Colère suite au meurtre de Samuel Paty : combattons le terrorisme par la solidarité, pas par la haine

Ce 16 octobre, la France a été horrifiée par l’assassinat de Samuel Paty, un enseignant décapité en pleine rue par un Tchétchène de 18 ans pour avoir montré des caricatures du prophète Mohamed lors d’un cours d’éducation civique sur le thème de la liberté d’expression. En réaction, des manifestations ont eu lieu contre la haine et en solidarité avec les enseignants un peu partout en France, mais le discours raciste et islamophobe qui domine la politique française depuis des décennies profite de ce drame pour se renforcer.

Par Tiphaine (Pologne) et Brune (Bruxelles)

Nous partageons l’horreur ressentie en France et ailleurs à la suite de ce terrible assassinat. Cet acte immonde ne se distingue pas des attaques de drones impérialistes qui font tomber des bombes sur des familles en Afghanistan. Nous sommes en colère contre ce terroriste mais aussi contre les crapules d’extrême droite salafistes ou de l’extrême droite traditionnelle. Les salafistes veulent répandre leur idéologie de haine en instrumentalisant le racisme et l’islamophobie. De la même manière, Le Pen – mais aussi Macron – vont utiliser ce tragique événement pour répandre leur haine au sein du mouvement ouvrier.

Une situation envenimée par les politiciens bourgeois

Depuis des années, d’un gouvernement à l’autre, le discours officiel et les mesures racistes et islamophobes s’intensifient. Dans les médias, tout est prétexte à jeter de l’huile sur le feu, burkinis, menus à la cantine et même les prénoms des gens. Récemment, des députés ont quitté l’assemblée nationale pour protester contre la présence de la vice-présidente du syndicat étudiant UNEF Maryam Pougetoux parce qu’elle porte un voile. Pour encore envenimer les choses, le 2 octobre, Macron a annoncé un projet de loi pour “renforcer la laïcité” qui va étendre encore l’interdiction des signes et pratiques religieuses sur les lieux de travail du secteur public.

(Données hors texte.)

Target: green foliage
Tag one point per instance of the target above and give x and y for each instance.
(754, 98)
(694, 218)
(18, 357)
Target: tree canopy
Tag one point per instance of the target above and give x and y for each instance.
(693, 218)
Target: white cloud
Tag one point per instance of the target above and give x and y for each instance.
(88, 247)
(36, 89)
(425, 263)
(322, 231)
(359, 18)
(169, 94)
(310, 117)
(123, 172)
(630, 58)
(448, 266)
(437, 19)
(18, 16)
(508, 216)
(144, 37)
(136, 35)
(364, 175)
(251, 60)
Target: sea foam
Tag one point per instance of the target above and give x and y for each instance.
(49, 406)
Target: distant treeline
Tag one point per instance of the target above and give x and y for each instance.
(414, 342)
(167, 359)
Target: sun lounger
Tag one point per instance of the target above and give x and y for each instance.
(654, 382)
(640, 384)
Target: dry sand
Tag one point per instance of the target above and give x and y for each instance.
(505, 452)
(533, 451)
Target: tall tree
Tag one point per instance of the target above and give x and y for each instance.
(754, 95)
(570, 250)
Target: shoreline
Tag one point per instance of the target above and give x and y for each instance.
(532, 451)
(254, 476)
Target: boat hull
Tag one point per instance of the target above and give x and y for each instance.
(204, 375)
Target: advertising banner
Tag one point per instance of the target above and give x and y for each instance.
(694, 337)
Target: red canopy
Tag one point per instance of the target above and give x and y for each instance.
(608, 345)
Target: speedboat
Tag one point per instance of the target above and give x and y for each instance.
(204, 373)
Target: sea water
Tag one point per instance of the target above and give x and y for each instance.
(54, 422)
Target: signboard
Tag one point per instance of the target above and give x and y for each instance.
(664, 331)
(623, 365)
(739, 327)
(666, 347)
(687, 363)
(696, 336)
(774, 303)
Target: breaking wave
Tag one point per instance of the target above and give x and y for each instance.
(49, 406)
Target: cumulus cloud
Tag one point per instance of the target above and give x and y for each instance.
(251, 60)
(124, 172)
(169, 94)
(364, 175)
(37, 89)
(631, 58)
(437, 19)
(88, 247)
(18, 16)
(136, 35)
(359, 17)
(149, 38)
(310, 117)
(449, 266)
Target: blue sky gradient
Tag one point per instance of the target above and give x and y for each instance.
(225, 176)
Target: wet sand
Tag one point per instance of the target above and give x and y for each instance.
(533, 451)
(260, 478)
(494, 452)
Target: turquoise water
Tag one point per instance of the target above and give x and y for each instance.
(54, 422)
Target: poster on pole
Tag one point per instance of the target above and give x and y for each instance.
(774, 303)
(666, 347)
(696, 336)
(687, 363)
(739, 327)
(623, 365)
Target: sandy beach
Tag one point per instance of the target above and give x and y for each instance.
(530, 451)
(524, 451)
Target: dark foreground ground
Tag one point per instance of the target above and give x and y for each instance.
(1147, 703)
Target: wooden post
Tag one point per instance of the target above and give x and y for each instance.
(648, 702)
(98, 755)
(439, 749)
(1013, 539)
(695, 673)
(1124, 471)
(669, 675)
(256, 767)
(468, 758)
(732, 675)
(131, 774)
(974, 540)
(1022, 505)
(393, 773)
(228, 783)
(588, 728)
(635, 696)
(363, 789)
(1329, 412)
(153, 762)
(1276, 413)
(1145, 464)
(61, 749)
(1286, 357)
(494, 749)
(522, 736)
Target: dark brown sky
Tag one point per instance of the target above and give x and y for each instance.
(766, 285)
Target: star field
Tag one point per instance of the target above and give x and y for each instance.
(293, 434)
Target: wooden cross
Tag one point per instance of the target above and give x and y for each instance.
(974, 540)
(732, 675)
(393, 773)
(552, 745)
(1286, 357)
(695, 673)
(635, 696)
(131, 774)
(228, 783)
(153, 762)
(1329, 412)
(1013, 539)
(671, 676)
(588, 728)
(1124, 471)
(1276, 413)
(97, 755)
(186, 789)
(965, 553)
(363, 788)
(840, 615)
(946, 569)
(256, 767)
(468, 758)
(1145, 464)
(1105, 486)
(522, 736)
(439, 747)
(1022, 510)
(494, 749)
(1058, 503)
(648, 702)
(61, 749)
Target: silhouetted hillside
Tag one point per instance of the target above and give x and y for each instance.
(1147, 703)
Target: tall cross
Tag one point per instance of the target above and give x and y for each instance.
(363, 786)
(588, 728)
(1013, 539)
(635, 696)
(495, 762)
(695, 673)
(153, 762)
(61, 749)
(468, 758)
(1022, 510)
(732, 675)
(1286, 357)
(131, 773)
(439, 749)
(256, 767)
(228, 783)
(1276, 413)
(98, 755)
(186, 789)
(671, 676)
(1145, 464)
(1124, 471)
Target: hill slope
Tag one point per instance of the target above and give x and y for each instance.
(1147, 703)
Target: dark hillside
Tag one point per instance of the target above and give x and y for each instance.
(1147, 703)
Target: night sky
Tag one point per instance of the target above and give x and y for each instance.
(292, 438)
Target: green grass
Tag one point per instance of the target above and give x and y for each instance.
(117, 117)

En un sens, cela va complètement à l’encontre de l’esprit de la séparation de l’Eglise et de l’Etat et de la liberté confessionnelle. C’est à l’Etat d’être laïc, pas aux usagers et aux fonctionnaires à titre individuel. Selon le principe de laïcité, l’Etat doit garantir à chacun la liberté de conscience et de religion. Mais cela fait des années que, dans la bouche des politiciens bourgeois, “laïcité” veut tout simplement dire “anti-islam”.

De même, on peut s’interroger sur leur notion de “liberté d’expression”, alors que la France n’est que 34ème au classement mondial de la liberté de presse par Reporter Sans Frontière. Les militants savent également ce qu’il en est de la liberté politique et de manifestation sous Macron, entre gilets jaunes éborgnés et perquisitions à la la France Insoumise.

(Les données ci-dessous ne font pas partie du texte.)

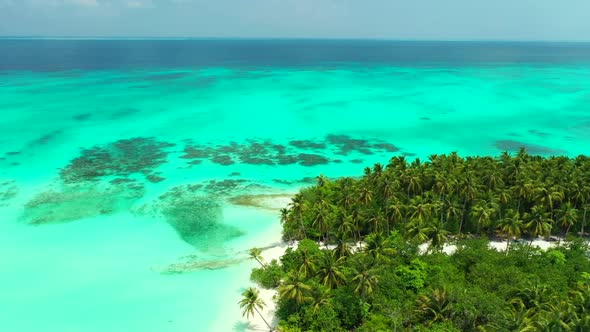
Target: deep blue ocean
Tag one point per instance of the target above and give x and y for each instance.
(56, 55)
(136, 174)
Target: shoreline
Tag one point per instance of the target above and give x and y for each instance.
(256, 323)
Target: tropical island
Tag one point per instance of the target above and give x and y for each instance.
(413, 246)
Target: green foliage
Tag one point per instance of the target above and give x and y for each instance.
(269, 276)
(388, 285)
(413, 276)
(556, 257)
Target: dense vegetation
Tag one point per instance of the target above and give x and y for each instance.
(387, 284)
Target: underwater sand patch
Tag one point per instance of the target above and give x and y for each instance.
(515, 146)
(307, 159)
(121, 158)
(82, 117)
(122, 113)
(75, 202)
(263, 201)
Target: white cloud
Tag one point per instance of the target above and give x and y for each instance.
(140, 4)
(83, 3)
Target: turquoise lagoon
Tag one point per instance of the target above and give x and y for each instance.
(116, 184)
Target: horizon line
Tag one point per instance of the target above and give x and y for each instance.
(40, 37)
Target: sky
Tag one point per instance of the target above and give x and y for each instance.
(559, 20)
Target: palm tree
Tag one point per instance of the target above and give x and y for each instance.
(364, 283)
(330, 274)
(321, 221)
(482, 213)
(511, 227)
(308, 264)
(417, 230)
(420, 209)
(436, 306)
(342, 248)
(567, 217)
(295, 290)
(322, 297)
(395, 211)
(413, 182)
(256, 254)
(378, 246)
(437, 234)
(251, 302)
(539, 223)
(469, 191)
(365, 194)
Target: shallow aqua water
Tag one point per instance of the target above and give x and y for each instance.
(103, 271)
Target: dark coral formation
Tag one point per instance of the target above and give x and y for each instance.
(121, 159)
(45, 139)
(513, 146)
(8, 190)
(76, 202)
(193, 263)
(197, 218)
(346, 145)
(303, 152)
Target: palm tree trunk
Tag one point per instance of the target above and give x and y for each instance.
(584, 220)
(265, 322)
(259, 262)
(462, 217)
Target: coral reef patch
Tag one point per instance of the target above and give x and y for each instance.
(8, 190)
(121, 159)
(513, 146)
(303, 152)
(197, 218)
(78, 201)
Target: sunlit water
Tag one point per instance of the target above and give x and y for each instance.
(102, 250)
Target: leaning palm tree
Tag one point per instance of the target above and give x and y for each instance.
(511, 227)
(330, 272)
(256, 254)
(567, 217)
(436, 305)
(437, 234)
(251, 302)
(364, 283)
(295, 290)
(539, 223)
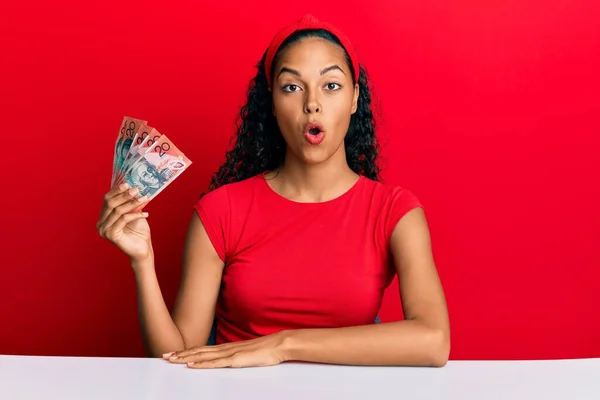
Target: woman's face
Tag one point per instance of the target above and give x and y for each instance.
(312, 84)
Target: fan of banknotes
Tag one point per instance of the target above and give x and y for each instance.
(146, 159)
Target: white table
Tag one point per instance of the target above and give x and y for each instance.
(27, 377)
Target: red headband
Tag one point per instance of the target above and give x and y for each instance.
(309, 22)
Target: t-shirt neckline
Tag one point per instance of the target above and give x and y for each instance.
(273, 193)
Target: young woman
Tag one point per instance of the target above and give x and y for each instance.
(291, 249)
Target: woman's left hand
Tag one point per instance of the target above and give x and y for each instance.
(261, 352)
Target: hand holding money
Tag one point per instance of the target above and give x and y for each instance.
(145, 163)
(127, 229)
(146, 159)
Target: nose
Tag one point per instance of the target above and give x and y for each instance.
(312, 105)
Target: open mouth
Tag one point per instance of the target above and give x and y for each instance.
(314, 133)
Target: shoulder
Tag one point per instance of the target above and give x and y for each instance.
(391, 202)
(390, 195)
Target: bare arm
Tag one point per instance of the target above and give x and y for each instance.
(194, 308)
(422, 339)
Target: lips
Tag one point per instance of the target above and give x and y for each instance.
(314, 133)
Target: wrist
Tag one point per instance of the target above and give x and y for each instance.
(143, 264)
(290, 345)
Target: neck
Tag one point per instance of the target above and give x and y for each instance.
(304, 182)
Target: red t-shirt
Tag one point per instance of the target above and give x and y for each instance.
(291, 265)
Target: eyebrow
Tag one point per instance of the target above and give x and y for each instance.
(323, 71)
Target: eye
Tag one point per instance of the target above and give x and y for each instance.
(291, 88)
(333, 86)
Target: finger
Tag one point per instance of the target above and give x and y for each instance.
(131, 205)
(203, 356)
(219, 363)
(118, 226)
(208, 349)
(112, 202)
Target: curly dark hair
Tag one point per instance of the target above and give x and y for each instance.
(259, 145)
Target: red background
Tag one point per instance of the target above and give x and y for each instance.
(490, 114)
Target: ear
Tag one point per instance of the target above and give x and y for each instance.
(355, 98)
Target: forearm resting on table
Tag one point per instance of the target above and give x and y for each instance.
(409, 343)
(159, 332)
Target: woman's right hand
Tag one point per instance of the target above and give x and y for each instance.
(128, 230)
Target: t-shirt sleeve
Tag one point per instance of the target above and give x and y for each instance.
(214, 211)
(401, 202)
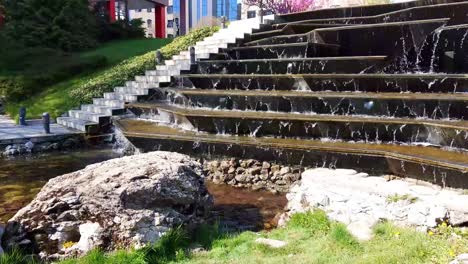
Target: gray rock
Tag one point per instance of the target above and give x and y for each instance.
(119, 203)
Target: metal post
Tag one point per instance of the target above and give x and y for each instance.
(22, 116)
(224, 21)
(46, 122)
(159, 58)
(261, 12)
(192, 55)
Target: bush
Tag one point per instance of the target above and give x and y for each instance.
(26, 72)
(127, 69)
(67, 25)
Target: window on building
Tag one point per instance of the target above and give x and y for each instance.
(170, 23)
(251, 14)
(170, 10)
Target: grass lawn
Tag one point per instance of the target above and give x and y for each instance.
(56, 99)
(311, 238)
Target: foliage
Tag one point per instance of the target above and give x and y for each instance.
(281, 6)
(25, 72)
(67, 25)
(184, 42)
(127, 69)
(15, 256)
(401, 197)
(56, 99)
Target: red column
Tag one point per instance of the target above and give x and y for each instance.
(183, 17)
(112, 17)
(160, 21)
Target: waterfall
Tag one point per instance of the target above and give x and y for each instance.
(122, 145)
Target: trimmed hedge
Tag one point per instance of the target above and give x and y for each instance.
(128, 69)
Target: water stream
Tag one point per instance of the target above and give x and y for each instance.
(21, 178)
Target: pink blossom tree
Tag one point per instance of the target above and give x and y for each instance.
(281, 6)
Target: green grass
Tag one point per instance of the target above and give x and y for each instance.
(118, 51)
(310, 237)
(56, 99)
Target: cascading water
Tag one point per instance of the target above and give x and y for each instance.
(121, 144)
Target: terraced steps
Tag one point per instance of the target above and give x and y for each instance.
(96, 117)
(426, 83)
(447, 168)
(360, 64)
(411, 105)
(451, 134)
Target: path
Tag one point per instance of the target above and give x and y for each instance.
(10, 131)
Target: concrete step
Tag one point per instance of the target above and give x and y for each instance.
(103, 110)
(142, 84)
(152, 79)
(109, 102)
(163, 72)
(119, 96)
(78, 124)
(132, 90)
(89, 116)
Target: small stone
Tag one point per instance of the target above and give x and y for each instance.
(285, 170)
(361, 230)
(271, 242)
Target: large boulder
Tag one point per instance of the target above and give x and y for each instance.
(119, 203)
(360, 201)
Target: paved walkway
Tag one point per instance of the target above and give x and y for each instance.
(10, 131)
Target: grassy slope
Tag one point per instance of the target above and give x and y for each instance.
(311, 238)
(56, 99)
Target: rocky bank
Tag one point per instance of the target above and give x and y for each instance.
(119, 203)
(360, 201)
(254, 174)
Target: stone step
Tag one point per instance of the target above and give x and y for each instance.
(424, 83)
(103, 110)
(152, 79)
(123, 97)
(165, 72)
(142, 84)
(132, 90)
(109, 102)
(78, 124)
(439, 166)
(296, 50)
(440, 133)
(361, 64)
(89, 116)
(411, 105)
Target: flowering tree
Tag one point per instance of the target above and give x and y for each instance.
(281, 6)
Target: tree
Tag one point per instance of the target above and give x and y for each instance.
(281, 6)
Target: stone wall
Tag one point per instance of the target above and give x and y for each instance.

Les profs en première ligne

En organisant ce cours sur la liberté d’expression et en utilisant ces caricatures comme matériel, Samuel Paty n’a fait que suivre le programme déterminé par l’Education Nationale. Le gouvernement demande aux professeurs d’aborder dans leurs cours des sujets certes essentiels, mais qu’il a préalablement minés.

Les témoignages sont nombreux de professeurs qui se retrouvent dans des situations tendues et où la direction ne leur apporte aucune aide, si elle ne se positionne pas carrément contre eux (souvent pour les culpabiliser individuellement). Ainsi, lorsque Samuel Paty a signalé le harcèlement et les menaces dont il était victime, sa direction lui a demandé de présenter des excuses (pour avoir fait son travail comme demandé!) et n’a rien fait pour sa protection.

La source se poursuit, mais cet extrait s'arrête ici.